Inter-Slice Block

The Inter-Slice Block performs inter-slice reduction, aggregating partial results across the 256 slices within a cluster. It preserves Chip, Cluster, and Packet, and rewrites Slice and Time to SliceOut and TimeOut.

Interface

`i32` Interface

    #[primitive(VectorInitTensor::vector_inter_slice_reduce)]
    pub fn vector_inter_slice_reduce<Slice2: M, Time2: M>(
        self,
        op: InterSliceReduceOpI32,
    ) -> VectorInterSliceReduceTensor<'l, T, i32, Chip, Cluster, Slice2, Time2, Packet, { VeOrder::InterFirst }> {

`f32` Interface

    #[primitive(VectorInitTensor::vector_inter_slice_reduce)]
    pub fn vector_inter_slice_reduce<Slice2: M, Time2: M>(
        self,
        op: InterSliceReduceOpF32,
    ) -> VectorInterSliceReduceTensor<'l, T, f32, Chip, Cluster, Slice2, Time2, Packet, { VeOrder::InterFirst }> {

You can reach this block in two ways:

Run inter-slice first: vector_init() -> vector_inter_slice_reduce::<SliceOut, TimeOut>(op)
Run intra-slice first, then switch: call vector_inter_slice_reduce() directly on the current intra-slice tensor instead of calling vector_init() again.

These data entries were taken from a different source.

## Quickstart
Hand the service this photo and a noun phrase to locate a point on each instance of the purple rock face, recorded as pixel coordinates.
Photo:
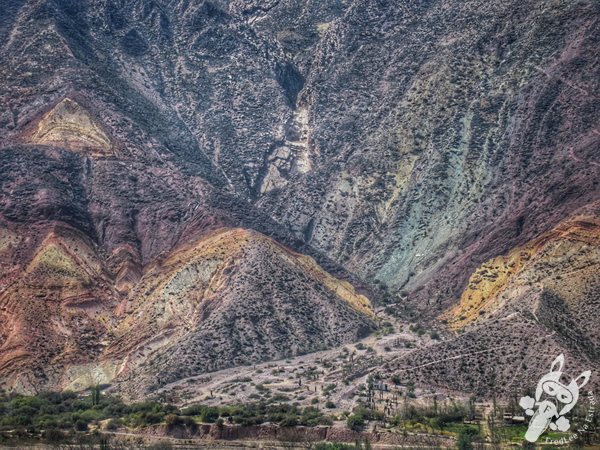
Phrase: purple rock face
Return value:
(404, 147)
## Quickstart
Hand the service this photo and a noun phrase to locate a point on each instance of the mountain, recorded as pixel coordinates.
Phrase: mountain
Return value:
(191, 185)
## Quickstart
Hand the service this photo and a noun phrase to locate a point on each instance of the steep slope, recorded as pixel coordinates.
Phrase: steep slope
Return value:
(56, 304)
(402, 145)
(233, 298)
(539, 300)
(442, 134)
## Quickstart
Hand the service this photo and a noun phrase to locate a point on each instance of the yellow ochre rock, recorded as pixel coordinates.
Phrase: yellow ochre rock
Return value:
(70, 125)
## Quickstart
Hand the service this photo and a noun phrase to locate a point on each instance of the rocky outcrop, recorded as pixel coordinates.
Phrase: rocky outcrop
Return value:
(421, 151)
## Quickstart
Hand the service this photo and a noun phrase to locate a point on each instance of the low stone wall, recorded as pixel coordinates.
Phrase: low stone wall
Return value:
(270, 432)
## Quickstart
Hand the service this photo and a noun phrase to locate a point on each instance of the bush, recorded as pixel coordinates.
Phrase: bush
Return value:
(355, 422)
(81, 425)
(465, 439)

In the IntraFirst path, vector_inter_slice_reduce() is available only from Way8 intra-slice stages that can transition to inter-slice reduction: Branch, Logic, Fxp, FxpToFp, Widen, FpToFxp, and Clip. It is not available from Way4 stages such as Narrow, Fp, IntraSliceReduce, or FpDiv.

Quick Reference

Current state	Method	Result
Fresh VE input after `vector_init()`	`vector_inter_slice_reduce::<SliceOut, TimeOut>(op)`	Enters inter-slice reduction directly (`InterFirst`)
Eligible intra-slice tensor	`vector_inter_slice_reduce::<SliceOut, TimeOut>(op)`	Transitions from intra-slice to inter-slice reduction (`IntraFirst`)
Tensor after `vector_inter_slice_reduce()`	`vector_intra_slice_branch(BranchMode)`	Switches to intra-slice work after inter-slice reduction

Operations

Integer Operations (`InterSliceReduceOpI32`)

Operation	Description
`Add`	Wrapping addition
`AddSat`	Saturating addition
`Max`	Maximum value
`Min`	Minimum value

Floating-Point Operations (`InterSliceReduceOpF32`)

Operation	Description
`Add`	Floating-point addition
`Max`	Maximum value
`Min`	Minimum value
`Mul`	Floating-point multiplication

Output Mapping Rule

After inter-slice reduction removes a slice factor R, the output mapping typically follows one of three rules:

Rule	Output mapping	Reference
Broadcast	`Slice = m![A, R], Time = m![C] -> SliceOut = m![A, X], TimeOut = m![C]`	Broadcast Into a New Slice Axis
Dummy	`Slice = m![A, R], Time = m![C] -> SliceOut = m![A, 1 # n], TimeOut = m![C]`	Dummy Replacement
Promotion	`Slice = m![A, R], Time = m![C] -> SliceOut = m![A, C], TimeOut = m![1]`	Promotion from `Time` into `SliceOut`

Chip, Cluster, and Packet pass through unchanged. Only Slice and Time are rewritten into SliceOut and TimeOut.

Examples

Dummy Replacement

Replace the reduced slice factor with a dummy factor in SliceOut:

#![allow(unused)]
fn main() {
#![feature(adt_const_params)]
extern crate furiosa_visa_std;
use furiosa_visa_std::prelude::*;
axes![R = 4, A = 512];

fn inter_slice_add<'l, const T: Tu>(
    input: CollectTensor<'l, T, i32, m![1], m![1 # 2], m![A / 8, R], m![1], m![A % 8]>,
) -> VectorFinalTensor<'l, T, i32, m![1], m![1 # 2], m![A / 8, 1 # 4], m![1], m![A % 8]> {
    input
        .vector_init()
        .vector_inter_slice_reduce::<m![A / 8, 1 # 4], m![1]>(InterSliceReduceOpI32::AddSat)
        .vector_final()
}
}

R occupies part of the Slice dimension. After reduction, R is eliminated and the remaining A / 8 positions are padded from R(=4) slots to 1 # 4.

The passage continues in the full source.